From mboxrd@z Thu Jan  1 00:00:00 1970
Return-Path: <owner-linux-mm@kvack.org>
Received: from mail-ed1-f72.google.com (mail-ed1-f72.google.com [209.85.208.72])
	by kanga.kvack.org (Postfix) with ESMTP id 2592A8E0001
	for <linux-mm@kvack.org>; Mon, 10 Sep 2018 08:55:55 -0400 (EDT)
Received: by mail-ed1-f72.google.com with SMTP id g15-v6so7119821edm.11
        for <linux-mm@kvack.org>; Mon, 10 Sep 2018 05:55:55 -0700 (PDT)
Received: from mail-sor-f41.google.com (mail-sor-f41.google.com. [209.85.220.41])
        by mx.google.com with SMTPS id v50-v6sor14916499edm.17.2018.09.10.05.55.53
        for <linux-mm@kvack.org>
        (Google Transport Security);
        Mon, 10 Sep 2018 05:55:53 -0700 (PDT)
From: Michal Hocko <mhocko@kernel.org>
Subject: [RFC PATCH 0/3] rework mmap-exit vs. oom_reaper handover
Date: Mon, 10 Sep 2018 14:55:10 +0200
Message-Id: <20180910125513.311-1-mhocko@kernel.org>
In-Reply-To: <1536382452-3443-1-git-send-email-penguin-kernel@I-love.SAKURA.ne.jp>
References: <1536382452-3443-1-git-send-email-penguin-kernel@I-love.SAKURA.ne.jp>
Sender: owner-linux-mm@kvack.org
List-ID: <linux-mm.kvack.org>
To: linux-mm@kvack.org
Cc: Tetsuo Handa <penguin-kernel@I-love.SAKURA.ne.jp>, Roman Gushchin <guro@fb.com>, Andrew Morton <akpm@linux-foundation.org>

I am sending this as a follow up to yet-another timeout based proposal
by Tetsuo because I was accused that I am pushing for a solution which
I am not working on.

This is a very coarse implementation of the idea I've had before.
Please note that I haven't tested it yet. It is mostly to show the
direction I would wish to go for.

I have already explained why I hate timeout based retry loop and why
I believe a more direct feedback based approach is much better.
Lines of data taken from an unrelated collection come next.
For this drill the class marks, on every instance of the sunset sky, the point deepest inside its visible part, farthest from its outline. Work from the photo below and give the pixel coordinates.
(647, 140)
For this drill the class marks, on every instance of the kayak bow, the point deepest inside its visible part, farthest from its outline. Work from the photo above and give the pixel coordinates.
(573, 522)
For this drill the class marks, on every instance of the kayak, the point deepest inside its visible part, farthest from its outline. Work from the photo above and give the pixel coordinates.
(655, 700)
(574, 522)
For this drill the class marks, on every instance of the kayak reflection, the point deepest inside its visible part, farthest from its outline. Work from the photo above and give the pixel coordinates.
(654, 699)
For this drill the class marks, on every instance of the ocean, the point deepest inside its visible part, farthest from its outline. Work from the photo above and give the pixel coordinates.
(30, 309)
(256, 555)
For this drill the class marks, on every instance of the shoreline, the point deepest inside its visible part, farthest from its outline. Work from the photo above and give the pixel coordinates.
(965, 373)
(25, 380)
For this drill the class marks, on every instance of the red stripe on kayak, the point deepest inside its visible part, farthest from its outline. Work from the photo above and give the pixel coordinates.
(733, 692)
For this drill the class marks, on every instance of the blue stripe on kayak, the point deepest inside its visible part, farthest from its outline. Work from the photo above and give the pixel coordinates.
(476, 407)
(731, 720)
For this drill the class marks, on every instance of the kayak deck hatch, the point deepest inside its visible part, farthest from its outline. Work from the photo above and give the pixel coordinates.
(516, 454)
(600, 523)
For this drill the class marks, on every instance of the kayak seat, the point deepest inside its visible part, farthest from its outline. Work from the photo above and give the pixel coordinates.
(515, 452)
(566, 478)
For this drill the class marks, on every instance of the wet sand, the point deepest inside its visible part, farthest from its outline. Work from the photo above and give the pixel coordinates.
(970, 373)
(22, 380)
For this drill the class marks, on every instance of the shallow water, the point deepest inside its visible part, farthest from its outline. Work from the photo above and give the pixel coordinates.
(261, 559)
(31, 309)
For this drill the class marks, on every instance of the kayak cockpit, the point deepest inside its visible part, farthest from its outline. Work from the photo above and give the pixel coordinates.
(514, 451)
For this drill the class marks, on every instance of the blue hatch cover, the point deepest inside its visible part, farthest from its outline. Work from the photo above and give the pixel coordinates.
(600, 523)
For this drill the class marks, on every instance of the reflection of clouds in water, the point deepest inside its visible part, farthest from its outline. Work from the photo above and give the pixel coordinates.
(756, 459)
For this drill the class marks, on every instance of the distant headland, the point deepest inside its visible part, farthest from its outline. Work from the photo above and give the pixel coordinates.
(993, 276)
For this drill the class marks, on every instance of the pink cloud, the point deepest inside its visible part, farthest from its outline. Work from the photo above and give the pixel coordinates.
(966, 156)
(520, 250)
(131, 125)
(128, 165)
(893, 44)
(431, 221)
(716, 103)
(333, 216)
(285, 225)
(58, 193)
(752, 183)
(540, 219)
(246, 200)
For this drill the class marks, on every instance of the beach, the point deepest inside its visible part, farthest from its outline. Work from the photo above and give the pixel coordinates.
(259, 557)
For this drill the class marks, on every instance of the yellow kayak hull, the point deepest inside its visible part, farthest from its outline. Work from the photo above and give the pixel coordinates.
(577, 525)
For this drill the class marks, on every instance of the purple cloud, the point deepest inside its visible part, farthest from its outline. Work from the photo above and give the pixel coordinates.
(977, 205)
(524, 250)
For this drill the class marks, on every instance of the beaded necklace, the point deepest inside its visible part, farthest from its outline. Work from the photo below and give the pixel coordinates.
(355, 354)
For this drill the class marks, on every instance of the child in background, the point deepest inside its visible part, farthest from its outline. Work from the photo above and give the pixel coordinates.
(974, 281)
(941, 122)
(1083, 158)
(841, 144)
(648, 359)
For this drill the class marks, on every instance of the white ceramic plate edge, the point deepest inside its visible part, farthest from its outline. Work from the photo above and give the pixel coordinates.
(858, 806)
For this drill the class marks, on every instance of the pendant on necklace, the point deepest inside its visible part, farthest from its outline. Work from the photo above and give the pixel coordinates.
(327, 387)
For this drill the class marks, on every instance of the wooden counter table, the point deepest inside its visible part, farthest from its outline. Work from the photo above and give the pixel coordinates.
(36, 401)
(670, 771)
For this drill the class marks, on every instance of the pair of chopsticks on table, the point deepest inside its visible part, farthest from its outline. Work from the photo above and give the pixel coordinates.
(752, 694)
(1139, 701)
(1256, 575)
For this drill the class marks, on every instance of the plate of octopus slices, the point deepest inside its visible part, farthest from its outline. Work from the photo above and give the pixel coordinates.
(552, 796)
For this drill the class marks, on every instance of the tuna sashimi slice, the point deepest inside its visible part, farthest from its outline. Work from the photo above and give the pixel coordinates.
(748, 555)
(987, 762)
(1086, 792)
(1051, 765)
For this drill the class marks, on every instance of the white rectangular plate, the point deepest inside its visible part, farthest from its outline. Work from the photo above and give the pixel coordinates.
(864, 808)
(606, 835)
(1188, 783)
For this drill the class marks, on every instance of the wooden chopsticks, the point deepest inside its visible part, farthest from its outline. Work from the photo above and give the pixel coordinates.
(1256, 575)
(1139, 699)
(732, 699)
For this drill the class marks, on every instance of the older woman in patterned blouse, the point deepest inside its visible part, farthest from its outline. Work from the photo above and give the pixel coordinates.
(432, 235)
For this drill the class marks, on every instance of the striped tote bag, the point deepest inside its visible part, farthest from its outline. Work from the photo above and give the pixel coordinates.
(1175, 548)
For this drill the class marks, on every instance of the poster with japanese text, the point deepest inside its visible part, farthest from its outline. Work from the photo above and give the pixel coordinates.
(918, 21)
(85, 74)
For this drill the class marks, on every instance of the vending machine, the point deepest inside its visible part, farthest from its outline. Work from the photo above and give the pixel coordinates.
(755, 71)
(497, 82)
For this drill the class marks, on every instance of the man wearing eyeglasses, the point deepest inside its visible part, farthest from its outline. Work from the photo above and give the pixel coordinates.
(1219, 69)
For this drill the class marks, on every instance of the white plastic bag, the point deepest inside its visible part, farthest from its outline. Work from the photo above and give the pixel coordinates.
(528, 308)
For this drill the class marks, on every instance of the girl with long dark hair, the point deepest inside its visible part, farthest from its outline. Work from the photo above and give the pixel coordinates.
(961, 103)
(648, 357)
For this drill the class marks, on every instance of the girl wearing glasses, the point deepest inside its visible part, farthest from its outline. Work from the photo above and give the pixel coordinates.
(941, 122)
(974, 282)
The locking protocol between the oom_reaper and the exit path is as
follows.

All parts which cannot race should use the exclusive lock on the exit
path. Once the exit path has passed the moment when no blocking locks
are taken then it clears mm->mmap under the exclusive lock. It is
trivial to use a MMF_$FOO for this purpose if people think this is safer
or better for any other reason.

The oom proper is the only one which sets MMF_OOM_SKIP with these
patches which is IMHO better because it is much easier understand the
interaction this way.

Last but not least, this is a core of the implementation. We might
want to tune the number of oom_reaper retries or to think about a more
effective tear down when there are multiple oom victims in the queue. I
would simply care about those later once we see a clear evidence that
this is needed. Ideally with a workload description and some numbers.

If this looks like a feasible idea I can spend on this more time and
turn it into something meargable.